In Feminist Frequency‘s latest video, Anita Sarkeesian continues the exploration of common tropes of female characters in video games that she began earlier this year.

She believes that the females in many video games are not real characters with desires, motives, and actions, but are used as plot devises in which a woman is placed in a perilous situation which she cannot escape, and must be saved by the heroic male character. Many times this token “vulnerable” and “disempowered” female is the romantic interest of the hero, which portrays a dangerous power dynamic in relationships that is seen as acceptable, normal, or even desirable. Sarkeesian then continues to explain how the “damsel in distress” can be combined with other female tropes that involve victimizing women. She brings forward the “women in refrigerator” which is a trope that often involves a women being killed, causing the hero to seek revenge on the killer. This is another typical female character that is only used to propel the hero’s development and the game’s plot.

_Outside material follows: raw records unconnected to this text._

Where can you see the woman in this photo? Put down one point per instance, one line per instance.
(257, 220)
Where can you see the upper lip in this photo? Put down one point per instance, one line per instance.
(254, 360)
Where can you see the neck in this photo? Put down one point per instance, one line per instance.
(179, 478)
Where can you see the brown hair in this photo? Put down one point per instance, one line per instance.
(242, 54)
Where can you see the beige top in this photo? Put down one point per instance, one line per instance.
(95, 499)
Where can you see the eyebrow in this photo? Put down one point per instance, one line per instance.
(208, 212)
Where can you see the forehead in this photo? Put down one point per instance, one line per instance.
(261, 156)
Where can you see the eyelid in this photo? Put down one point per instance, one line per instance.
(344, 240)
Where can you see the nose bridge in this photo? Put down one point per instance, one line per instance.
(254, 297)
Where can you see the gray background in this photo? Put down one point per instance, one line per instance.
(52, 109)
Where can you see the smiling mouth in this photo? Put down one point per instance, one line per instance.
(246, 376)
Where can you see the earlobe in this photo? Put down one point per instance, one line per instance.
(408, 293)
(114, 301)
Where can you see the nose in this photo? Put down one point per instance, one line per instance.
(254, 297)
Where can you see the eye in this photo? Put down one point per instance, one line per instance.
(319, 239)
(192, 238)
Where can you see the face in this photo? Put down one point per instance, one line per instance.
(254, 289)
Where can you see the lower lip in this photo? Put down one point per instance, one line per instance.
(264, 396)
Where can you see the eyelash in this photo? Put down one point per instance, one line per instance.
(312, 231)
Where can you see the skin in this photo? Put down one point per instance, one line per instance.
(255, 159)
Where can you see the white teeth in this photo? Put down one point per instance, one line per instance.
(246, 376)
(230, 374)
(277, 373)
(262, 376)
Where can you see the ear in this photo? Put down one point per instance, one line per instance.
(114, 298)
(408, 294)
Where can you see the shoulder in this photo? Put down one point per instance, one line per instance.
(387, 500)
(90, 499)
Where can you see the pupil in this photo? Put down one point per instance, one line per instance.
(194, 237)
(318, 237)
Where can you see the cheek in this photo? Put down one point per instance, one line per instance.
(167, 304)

These plots have more depictions of violence against women, and she connects the violent images in video games with domestic violence in society. She states, “when video games exploit sensationalized images of mutilated, brutalized, and victimized women over and over again, it tends to reinforce the dominant gender paradigm which casts men as aggressive and commanding and frames women as subordinate and victimized.” Although the female characters are usually the driving force of the plot, none of the plots are about their stories. Their deaths are more important than their lives.

Not only do these depictions increase harmful stereotypes of women, but they also perpetuate stigmas of masculinity. While the female’s capture or death is seen as the driving force for the male hero’s, the hidden force is his shame for failing to perform his expected duties of protecting his women and children. The plot is really a journey trying to regain the masculinity that was lost, often using violence to achieve those means. She argues that this can be harmful to men because it enforces violence as the accepted response to death or tragedy. She finishes by encouraging the audience to consider how females deaths are framed, and how or why they are written.